REPORTAGE. "Le virus n'aurait jamais dû quitter les Savoies" : rencontre avec les tout premiers éleveurs confrontés à la dermatose nodulaire

La colère des agriculteurs ne faiblit pas. Des éleveurs étaient encore mobilisés mardi 16 décembre contre les abattages des troupeaux de bovins touchés par la dermatose nodulaire contagieuse. La contestation monte partout en France face à la stratégie d'abattage des cheptels contaminés. Sébastien Lecornu a tenté mardi de rassurer les éleveurs très mobilisés dans le Sud-Ouest, en promettant "d'accélérer" la vaccination qu'il présente comme une "urgence absolue".

En Haute-Savoie, sur un flanc de colline, de la verdure est visible partout, des montagnes aux alentours et la ferme de Pascal Coen. Ce producteur de lait pointe du doigt une autre exploitation au loin, côté Savoie. C'est là que la première vache française a été touchée par la dermatose. "Le premier cas se situe à environ un kilomètre à vol d'oiseau. On voit la maison d'ici. Et sur un rayon de dix kilomètres, il y a 1 000 bêtes qui sont tombées. Il n'y avait plus rien", explique-t-il.

Transferts illicites

La maladie s'est répandue jusqu'à l'exploitation de Pascal et ses 38 bovins, où le premier cas de dermatose en Haute-Savoie a été détecté, en juillet. Cet éleveur a donc également été le premier à devoir abattre ses animaux. Depuis quelques semaines, de nouvelles vaches sont de retour chez lui. "On a toujours ça en tête. La page ne se tournera jamais. Ça a été très compliqué mais là c'est une renaissance", confie-t-il.

Pascal Coen, producteur de lait avec ses 38 bovins; (MATTHIEU BONHOURE / FRANCEINFO / RADIO FRANCE)
Pascal Coen, producteur de lait avec ses 38 bovins; (MATTHIEU BONHOURE / FRANCEINFO / RADIO FRANCE)
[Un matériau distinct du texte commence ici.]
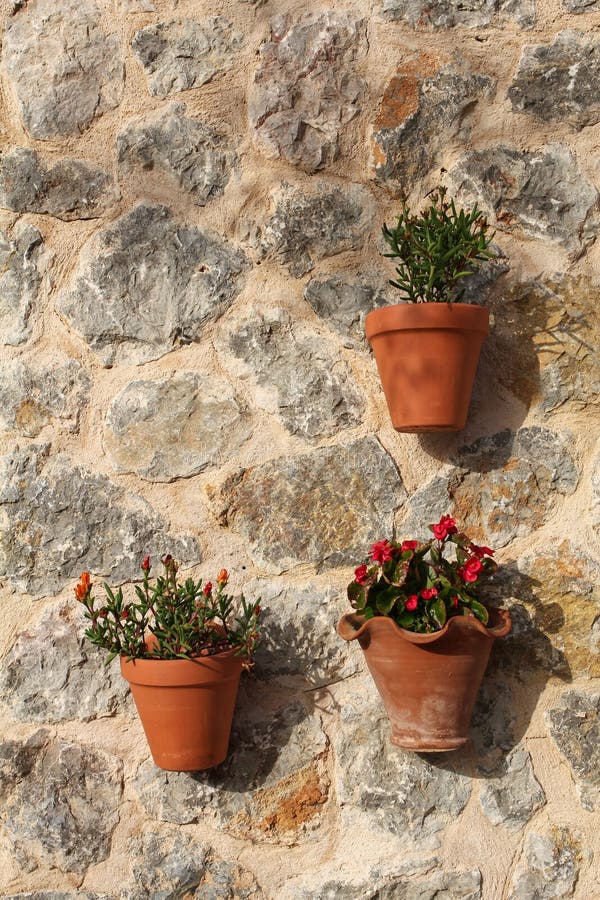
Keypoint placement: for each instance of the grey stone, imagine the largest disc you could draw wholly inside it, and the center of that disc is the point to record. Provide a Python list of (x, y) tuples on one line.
[(344, 303), (560, 82), (541, 194), (60, 803), (513, 797), (299, 643), (175, 427), (424, 106), (510, 481), (52, 674), (574, 725), (171, 865), (34, 393), (183, 54), (450, 13), (59, 519), (271, 787), (187, 151), (63, 67), (324, 507), (548, 868), (145, 284), (306, 228), (70, 189), (307, 87), (397, 792), (22, 263), (298, 375)]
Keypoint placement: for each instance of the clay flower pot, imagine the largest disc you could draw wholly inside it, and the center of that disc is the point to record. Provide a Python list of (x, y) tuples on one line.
[(186, 707), (427, 355), (428, 682)]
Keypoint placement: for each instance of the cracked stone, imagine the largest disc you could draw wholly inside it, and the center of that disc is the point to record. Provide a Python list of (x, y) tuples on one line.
[(560, 82), (298, 376), (574, 725), (424, 106), (175, 427), (190, 153), (307, 228), (325, 507), (34, 393), (63, 67), (541, 194), (183, 54), (22, 264), (307, 87), (61, 802), (146, 284), (59, 519)]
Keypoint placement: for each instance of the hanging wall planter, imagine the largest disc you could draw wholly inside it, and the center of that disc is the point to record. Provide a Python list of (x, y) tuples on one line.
[(182, 658), (427, 348), (425, 635)]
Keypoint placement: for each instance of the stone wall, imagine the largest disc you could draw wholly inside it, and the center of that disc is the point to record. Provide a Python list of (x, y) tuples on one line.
[(191, 199)]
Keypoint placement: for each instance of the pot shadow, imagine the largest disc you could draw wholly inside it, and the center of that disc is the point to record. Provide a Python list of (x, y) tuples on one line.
[(520, 666)]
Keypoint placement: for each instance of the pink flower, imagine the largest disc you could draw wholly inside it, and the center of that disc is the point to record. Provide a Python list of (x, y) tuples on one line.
[(445, 527), (381, 552), (360, 575)]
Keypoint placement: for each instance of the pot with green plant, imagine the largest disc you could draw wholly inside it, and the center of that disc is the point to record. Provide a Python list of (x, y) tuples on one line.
[(426, 632), (182, 647), (427, 348)]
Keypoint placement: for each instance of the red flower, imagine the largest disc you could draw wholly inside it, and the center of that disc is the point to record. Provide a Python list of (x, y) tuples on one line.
[(382, 551), (360, 575), (445, 527), (408, 545)]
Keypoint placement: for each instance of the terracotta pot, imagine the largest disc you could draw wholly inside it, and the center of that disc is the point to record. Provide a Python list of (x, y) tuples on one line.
[(186, 707), (427, 355), (428, 682)]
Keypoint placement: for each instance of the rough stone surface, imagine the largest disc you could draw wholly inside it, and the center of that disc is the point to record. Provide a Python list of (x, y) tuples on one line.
[(146, 284), (70, 189), (60, 802), (300, 643), (171, 865), (271, 788), (399, 793), (513, 797), (298, 375), (307, 228), (560, 82), (59, 519), (306, 88), (175, 427), (34, 394), (63, 67), (541, 194), (515, 478), (548, 868), (423, 108), (344, 303), (441, 14), (52, 673), (187, 151), (22, 262), (183, 53), (574, 725), (324, 507)]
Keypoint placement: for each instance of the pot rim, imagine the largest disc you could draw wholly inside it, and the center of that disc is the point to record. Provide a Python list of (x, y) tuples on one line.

Il en veut à ceux qui n'ont pas respecté les mesures de biosécurité et permis de laisser se propager la dermatose nodulaire contagieuse. "On a sacrifié notre troupeau. L'abattage était la bonne solution mais le virus n'aurait jamais dû quitter les Savoies", dénonce-t-il.

"S'il y a des cas maintenant dans le Sud-Ouest, ce n'est pas parce que la mouche a fait 500 kilomètres."

Pascal Coen

à franceinfo

"Ce sont des transferts d'animaux qui ont été faits illicitement", soutient cet éleveur qui accuse certains d'avoir déplacé des animaux sans avoir bénéficié de laissez-passer accordé par des vétérinaires et attestant que ces bêtes étaient bien saines.

Indemnisation en suspens

En face, son voisin, Jean-Baptiste Journet, est aussi éleveur. Ses 60 vaches ont toutes été euthanasiées début août. "On est dans l'étable et elle est désespérément vide, se désole-t-il. Il n'y a pas de bruit, ça résonne, pas d'odeur, ce n'est pas quelque chose d'habituel", soupire-t-il. Lui n'arrive pas à reconstituer son cheptel car le troupeau qu'il a acheté est bloqué en Franche-Comté à cause des restrictions de déplacement lié à la dermatose. "L'attente est longue. On a déjà décalé trois fois la date d'arrivée des bêtes", confesse-t-il.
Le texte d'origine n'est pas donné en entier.